A demonstration of the tool’s features was given at the Orange Open Tech Days. Watch the video now to see a demonstration of NORIA’s capabilities:

Several features are illustrated, including:

The ability of the solution to produce an overview of a situation described in logs from heterogeneous sources thanks to the reconciliation operated by the data ingestion pipeline and the knowledge graph,
Advanced analysis of the activities taking place on the networks using approaches that take advantage of the structure of the knowledge graph (interrogation through queries), process modelling approaches and machine learning techniques,
The tool’s collaborative and visualization features. To this end, the interface offers a notebook mechanism enabling operators to carry out their investigations more efficiently by storing the entities relevant to the case under investigation in a workspace. They can then share this notebook with other operators via export and sharing mechanisms.

Conclusion

NORIA is paving the way for a future generation of supervision tools based on knowledge graphs and machine learning tools. To achieve this objective, NORIA relies on a strong and rich ecosystem. First of all, NORIA is encouraging the adoption of Semantic Web standards and relying on international standards such as the W3C and the TMForum. In addition, the NORIA project is a consumer of open-source technologies but also, and above all, a contributor. Finally, NORIA also benefits from scientific collaboration with the EURECOM laboratory (https://www.eurecom.fr/) on the subjects of knowledge representation and techniques for detecting anomalies in knowledge graphs.

NORIA’s future is firmly focused on transferring the product of research into a product that can be used by network operators in the Orange Group. Supporting more than fifteen data sources integrated into the multi-faceted knowledge graph, NORIA can offer innovative solutions to several entities, including the Orange France teams and the Orange Cyberdefense teams for Cyber Threat Intelligence use cases.

• [ARES 2023] Lionel Tailhardat, Raphaël Troncy and Yoan Chabot.
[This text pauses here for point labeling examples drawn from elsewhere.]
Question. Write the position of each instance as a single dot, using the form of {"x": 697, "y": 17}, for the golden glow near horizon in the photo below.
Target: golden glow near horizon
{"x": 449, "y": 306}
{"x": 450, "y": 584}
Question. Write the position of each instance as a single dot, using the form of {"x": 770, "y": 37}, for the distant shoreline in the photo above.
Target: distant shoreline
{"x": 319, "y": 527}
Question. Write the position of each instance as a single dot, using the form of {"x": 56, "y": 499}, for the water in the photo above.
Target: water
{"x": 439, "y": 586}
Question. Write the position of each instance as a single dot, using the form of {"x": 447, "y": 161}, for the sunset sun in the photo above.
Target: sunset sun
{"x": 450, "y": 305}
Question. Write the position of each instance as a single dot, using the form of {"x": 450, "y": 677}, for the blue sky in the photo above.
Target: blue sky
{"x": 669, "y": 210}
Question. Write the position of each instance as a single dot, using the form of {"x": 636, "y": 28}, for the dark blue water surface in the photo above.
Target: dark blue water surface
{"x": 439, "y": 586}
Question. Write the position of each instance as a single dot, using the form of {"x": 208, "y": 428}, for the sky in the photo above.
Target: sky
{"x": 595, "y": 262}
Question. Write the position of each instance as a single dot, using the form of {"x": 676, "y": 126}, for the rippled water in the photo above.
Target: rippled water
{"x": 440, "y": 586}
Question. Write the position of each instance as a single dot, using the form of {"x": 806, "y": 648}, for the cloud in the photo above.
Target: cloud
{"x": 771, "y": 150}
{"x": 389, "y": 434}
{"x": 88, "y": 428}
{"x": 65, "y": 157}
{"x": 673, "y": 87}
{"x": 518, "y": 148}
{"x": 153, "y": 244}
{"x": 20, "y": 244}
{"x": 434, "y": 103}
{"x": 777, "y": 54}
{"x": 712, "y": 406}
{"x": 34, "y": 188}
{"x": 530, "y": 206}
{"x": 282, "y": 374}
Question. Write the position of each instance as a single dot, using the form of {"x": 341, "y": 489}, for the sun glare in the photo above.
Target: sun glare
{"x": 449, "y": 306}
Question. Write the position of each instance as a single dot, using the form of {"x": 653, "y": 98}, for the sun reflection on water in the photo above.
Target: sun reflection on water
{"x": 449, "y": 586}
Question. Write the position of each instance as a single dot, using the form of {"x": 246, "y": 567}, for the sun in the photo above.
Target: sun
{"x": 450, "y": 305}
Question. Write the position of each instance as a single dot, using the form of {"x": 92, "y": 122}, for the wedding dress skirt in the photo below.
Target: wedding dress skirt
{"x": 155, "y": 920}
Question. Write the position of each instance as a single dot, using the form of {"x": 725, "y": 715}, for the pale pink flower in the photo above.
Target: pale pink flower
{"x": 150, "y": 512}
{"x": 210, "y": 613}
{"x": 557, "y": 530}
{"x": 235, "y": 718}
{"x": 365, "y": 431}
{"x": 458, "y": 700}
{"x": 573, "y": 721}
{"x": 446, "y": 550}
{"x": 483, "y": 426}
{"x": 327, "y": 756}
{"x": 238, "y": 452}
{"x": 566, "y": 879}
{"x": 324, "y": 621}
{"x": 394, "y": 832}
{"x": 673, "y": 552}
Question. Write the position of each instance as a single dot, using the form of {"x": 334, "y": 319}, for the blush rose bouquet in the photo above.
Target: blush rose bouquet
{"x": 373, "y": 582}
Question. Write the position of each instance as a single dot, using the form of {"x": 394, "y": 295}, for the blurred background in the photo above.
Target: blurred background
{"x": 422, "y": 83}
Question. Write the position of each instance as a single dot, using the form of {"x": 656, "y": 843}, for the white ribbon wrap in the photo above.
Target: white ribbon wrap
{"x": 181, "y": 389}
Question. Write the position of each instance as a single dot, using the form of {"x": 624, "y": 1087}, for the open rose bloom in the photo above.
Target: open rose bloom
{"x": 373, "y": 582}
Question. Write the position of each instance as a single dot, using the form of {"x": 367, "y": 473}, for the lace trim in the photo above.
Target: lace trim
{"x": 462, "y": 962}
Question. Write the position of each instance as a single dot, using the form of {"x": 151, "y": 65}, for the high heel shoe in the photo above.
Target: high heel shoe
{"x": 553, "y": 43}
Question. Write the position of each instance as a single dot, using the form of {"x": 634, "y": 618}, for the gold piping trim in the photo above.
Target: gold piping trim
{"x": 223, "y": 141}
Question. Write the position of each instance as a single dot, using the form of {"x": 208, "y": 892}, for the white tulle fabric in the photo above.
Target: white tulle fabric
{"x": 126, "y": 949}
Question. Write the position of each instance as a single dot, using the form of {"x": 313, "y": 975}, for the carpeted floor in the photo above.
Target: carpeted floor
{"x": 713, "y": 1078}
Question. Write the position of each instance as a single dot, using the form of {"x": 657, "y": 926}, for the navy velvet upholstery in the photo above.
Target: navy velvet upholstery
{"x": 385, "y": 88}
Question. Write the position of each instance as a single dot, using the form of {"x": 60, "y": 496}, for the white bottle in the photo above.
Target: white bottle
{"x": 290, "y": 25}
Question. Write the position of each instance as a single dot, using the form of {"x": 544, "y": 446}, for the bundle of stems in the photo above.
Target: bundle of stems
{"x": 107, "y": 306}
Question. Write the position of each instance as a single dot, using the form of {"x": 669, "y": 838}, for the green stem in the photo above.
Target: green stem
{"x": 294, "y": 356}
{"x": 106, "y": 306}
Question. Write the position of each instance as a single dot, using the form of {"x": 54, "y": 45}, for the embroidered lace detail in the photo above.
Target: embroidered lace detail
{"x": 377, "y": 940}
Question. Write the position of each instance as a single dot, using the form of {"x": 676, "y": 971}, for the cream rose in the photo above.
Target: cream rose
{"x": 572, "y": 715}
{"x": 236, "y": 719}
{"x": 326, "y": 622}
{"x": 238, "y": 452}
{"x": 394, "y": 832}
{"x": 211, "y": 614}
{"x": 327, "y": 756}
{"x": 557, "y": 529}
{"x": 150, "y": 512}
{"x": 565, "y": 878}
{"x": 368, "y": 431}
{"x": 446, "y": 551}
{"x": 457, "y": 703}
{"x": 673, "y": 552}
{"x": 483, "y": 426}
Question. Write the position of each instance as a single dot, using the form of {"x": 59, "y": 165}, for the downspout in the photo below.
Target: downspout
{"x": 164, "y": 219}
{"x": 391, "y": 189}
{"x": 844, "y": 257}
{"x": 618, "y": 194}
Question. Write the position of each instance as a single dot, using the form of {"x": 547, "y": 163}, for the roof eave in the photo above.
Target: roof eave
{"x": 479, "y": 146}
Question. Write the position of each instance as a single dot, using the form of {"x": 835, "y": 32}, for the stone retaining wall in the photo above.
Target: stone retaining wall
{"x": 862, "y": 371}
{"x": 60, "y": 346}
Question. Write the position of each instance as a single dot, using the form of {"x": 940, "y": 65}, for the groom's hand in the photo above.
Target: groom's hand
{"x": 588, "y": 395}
Leveraging Knowledge Graphs For Classifying Incident Situations in ICT Systems. In 4th International Workshop on Graph-based Approaches for CyberSecurity (GRASEC), 8th International Conference on Availability, Reliability and Security (ARES’23), Benevento, Italy, August 29-September 1st, 2023.
• [ESWC 2023] Lionel Tailhardat, Raphaël Troncy and Yoan Chabot. Designing NORIA: a Knowledge Graph-based Platform for Anomaly Detection and Incident Management in ICT Systems. In 4th International Workshop on Knowledge Graph Construction (KGCW’23), Extended Semantic Web Conference (ESWC’23), Crete, May 28-June 1st, 2023.

Lexicon

knowledge graphs

Representation of a domain of knowledge using a graph in which the nodes are concepts and the arcs are relationships between these concepts.

EURECOM

An engineering school and a research centre in the digital sciences, organised as a Groupement d’Intérêt Economique (GIE), bringing together international academic and industrial partners.